Downsizing My Parent’s House

So many wonderful vintage photos!

Soon after I returned from my August vacation, my parents called to tell me that they had decided to sell their home of the last 20-years and move into a 2 -bedroom unit at a nearby retirement community. As my kids would say, I was shook.

My 79-year-old parents , are healthy and actively involved in their community. I knew that they were checking out the area’s senior residences – but I thought it was for the way-off future and also because of the  nice free lunches.

I am fortunate that my parents together have been able to handle all the many complexities of selling their house, buying the new unit as well as the logistics of downsizing their house. But there is a lifetime of belongings- furniture, kitchen stuff, tools,  photos and memorabilia involved when you have been married for more than 50 years. They’ve chosen to do the sorting, weeding and most of the packing on their own.
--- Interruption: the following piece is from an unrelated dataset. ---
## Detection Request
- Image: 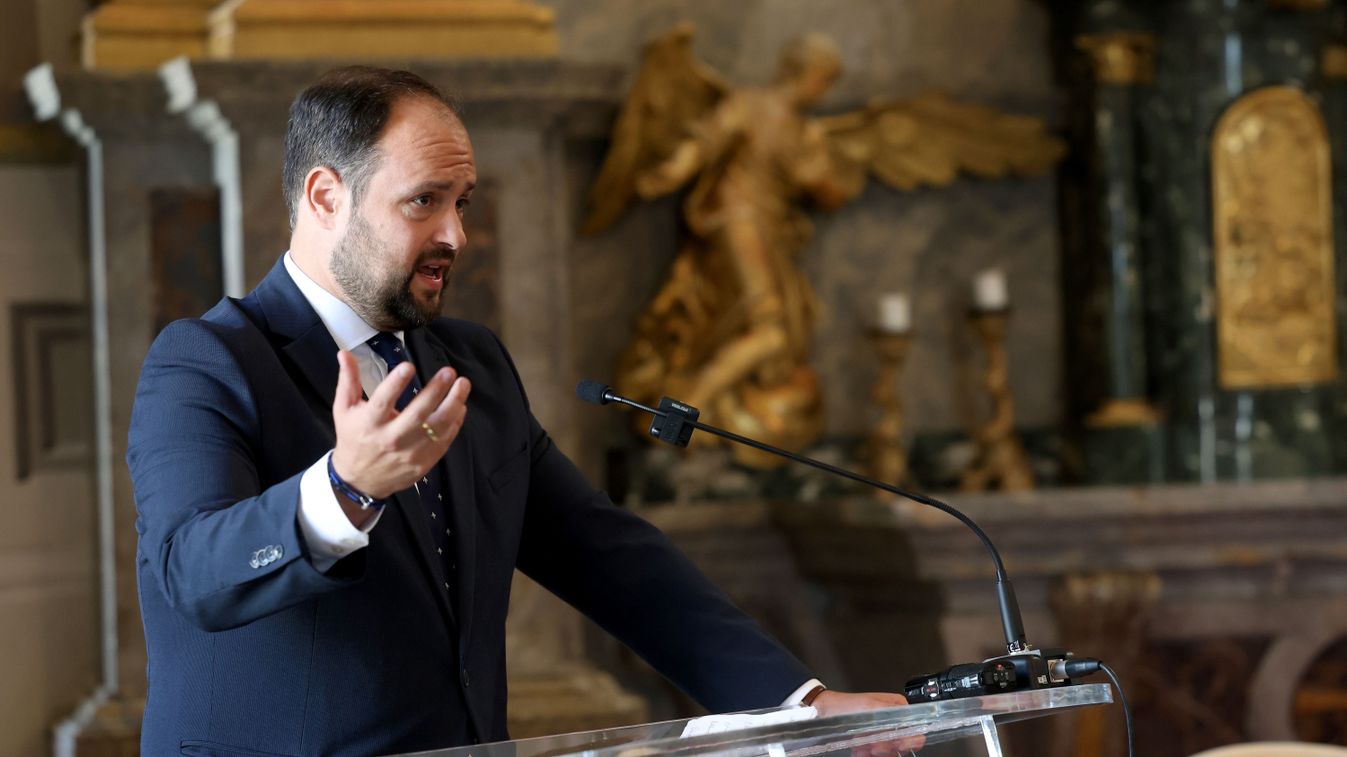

As Mom told me last week, “Every item in this house needs to pass through my two hands.” Clearly, she is very much in control.

I, along with my husband Masoud, have visited their house every Saturday for the last 4 weeks.There are powerful memories in every room, closet and  drawer in my parent’s home. Lucky me to have this time with my Mom and Dad to remember the stories with them. Going through my parent’s belongings has me thinking a lot about family, legacy and love.

Lucky too are my 24 and 26-year-old sons who have recently moved in together into an apartment in Brighton. They are the beneficiaries of some of  Nana’s and Grampy’s stuff including an oriental runner for their hall,  a maple desk, a chip and dip bowl and a paper mache deer. My mother’s beloved army trunk now serves as the boy’s coffee table.

My brother and his family lives in Missouri, so clearly, I am now the keeper of our families memories. It’s a good thing that my old New England  house has both a full  basement and a walk-in attic. Some of the things I am holding for my own kids include the wicker baby basinett that once held my father, myself and my daughter; my parent’s gold-plated wedding china set;  retro Christmas ornaments from the 1960’s and a Dresden plate quilt my mother made in the 1970’s.

Among the most treasured  possessions that I have “inherited” are the family photos and memorabilia. There are wonderful black and white photos of my Grandfather Sullivan and his brother (Joseph? Danny? I have to ask Mom), my Grandfather Dascanio dancing at New Years in Venezuela, and my parents dating in Oklahoma.  I’m drowning in the photos. And I am reminded that I have let down the side. I stopped actively organizing the family photos just about the time that  I started to seriously  write.  These vintage photos and the memorabilia will need some care. But I’ve ordered a case of albums that promise organization along with several archival photo and document boxes.  Thinking about the recent hurricane and wild fire destruction- I’m also considering scanning the very best pieces– just-in-case.  What a great winter project. It’s a start.